Wake

By | 1 November 2018

And that was not homophobia, pure and simple people. That was gendered. If I’d of been more
feminine, that would not have happened. I am incorrectly female
. – Hannah Gadsby. Nannette

What disturbed me was the scorn of the other boys, not for my sexuality, which they accepted
and sometimes enjoyed, but for a feminine sensibility which they despised…
– Patrick White. Flaws in the Glass


I will wake and put on my boy drag today.

I will nourish my children and place them
upon the toilet and start on the washing
and the Sisyphean sequences of housework
then preschool for the first, the second to playgroup
where I will sit awkward as a running hen
amongst the mothers who slide sideways
glances and don’t let their children
come too close.

I will rise and put on my boy drag today.

button down my hands
bind shoulders back and walk
stolid and straight – stomp as if I am angry
at the earth and stitch hips so that they
do not sway in that way and I will not glisten
or glimmer- I will refrain from camp of any elevation.

I will restrain myself
from discussing art, poetry, pottery
Austen, handsome men, handsome
women, clothes and I will rough
cut syllables from my sentences and shutter
my face if I should be left to try
and speak with the hegemonic
monsters of this place made of random
angers, tribal t-shirts and calibrating eyes.

I will awake and put on my boy drag today.

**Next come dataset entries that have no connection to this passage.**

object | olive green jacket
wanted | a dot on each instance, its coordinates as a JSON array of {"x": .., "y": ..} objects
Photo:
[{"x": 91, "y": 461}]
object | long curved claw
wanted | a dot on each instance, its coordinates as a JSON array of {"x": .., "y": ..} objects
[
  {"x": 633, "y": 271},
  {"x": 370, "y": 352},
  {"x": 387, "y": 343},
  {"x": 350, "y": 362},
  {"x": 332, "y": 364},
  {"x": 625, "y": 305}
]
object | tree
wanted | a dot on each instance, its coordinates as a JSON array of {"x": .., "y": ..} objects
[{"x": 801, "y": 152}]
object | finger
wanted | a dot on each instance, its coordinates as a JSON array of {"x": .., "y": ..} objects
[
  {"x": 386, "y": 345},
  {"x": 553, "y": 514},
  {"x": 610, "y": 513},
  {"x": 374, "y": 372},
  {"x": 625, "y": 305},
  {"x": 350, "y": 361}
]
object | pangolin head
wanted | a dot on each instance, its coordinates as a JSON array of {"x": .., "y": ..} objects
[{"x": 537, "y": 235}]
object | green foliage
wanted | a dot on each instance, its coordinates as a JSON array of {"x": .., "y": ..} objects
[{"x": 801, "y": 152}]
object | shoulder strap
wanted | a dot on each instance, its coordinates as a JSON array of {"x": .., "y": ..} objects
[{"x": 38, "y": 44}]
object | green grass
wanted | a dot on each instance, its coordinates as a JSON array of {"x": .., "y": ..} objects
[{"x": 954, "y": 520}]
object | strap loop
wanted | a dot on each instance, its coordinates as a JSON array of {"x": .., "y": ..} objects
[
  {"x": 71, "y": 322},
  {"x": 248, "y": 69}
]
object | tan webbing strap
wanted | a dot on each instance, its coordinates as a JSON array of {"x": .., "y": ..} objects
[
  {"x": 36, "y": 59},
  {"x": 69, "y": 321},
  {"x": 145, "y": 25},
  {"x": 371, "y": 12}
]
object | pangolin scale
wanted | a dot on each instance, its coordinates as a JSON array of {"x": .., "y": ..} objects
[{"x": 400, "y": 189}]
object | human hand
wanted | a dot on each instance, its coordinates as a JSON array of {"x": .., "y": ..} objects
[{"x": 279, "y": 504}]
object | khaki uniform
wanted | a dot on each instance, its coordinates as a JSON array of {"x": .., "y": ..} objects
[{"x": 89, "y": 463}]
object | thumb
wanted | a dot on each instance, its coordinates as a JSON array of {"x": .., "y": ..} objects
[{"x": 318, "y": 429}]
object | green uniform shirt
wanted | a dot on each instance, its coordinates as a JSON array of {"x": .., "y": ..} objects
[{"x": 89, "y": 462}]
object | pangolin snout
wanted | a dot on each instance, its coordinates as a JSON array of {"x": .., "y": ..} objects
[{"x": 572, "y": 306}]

And when my offspring and I have strolled home through
clattering bark chime and heckling cockatoo mobs
I will put on my print apron and we will bake
and I will make tea and allow myself to be just
for a moment

and like a fifth rate Cavafy recall the all too brief days
of the sashay intersections black lipstick, eyeliner
and sliding shimmers and these boots, these boots, these boots-
and never for one second a sissy or a cuckold for I would decry
all the heteronormative binary bullshit behind all of that-

Though this body,

tending as it does to short, thick and hirsute
is mine, and I am at home here –

more or less.

But for a moment I allowed myself to be beautiful

and with lined eyes would gaze loving up
with lips cupped around labia and tongue slitting
up and around clitoral hood and swilling the oh so bitter
and so very sweet- plying cock and playing glans between lips
parsing the tense and tremble in hips under fingers and the sudden
head- long acceleration of he is coming, she is coming, ve is coming
they are
cum ing

and with dress hitched up around hips would slide my own cock
inside and ride or feel a blissful fist flowering open in my belly or simply
kiss other beings- close and comfortable and beautiful
enough to strut down the streets of the gay metropolis
rmanifesting desperate defiance
at the clone culture queers
and weekend tourists all alike
and at every knuckle of
drunk young men
swallowing terror
semen thick upon the tongue.

Today I will rise and put on my boy drag.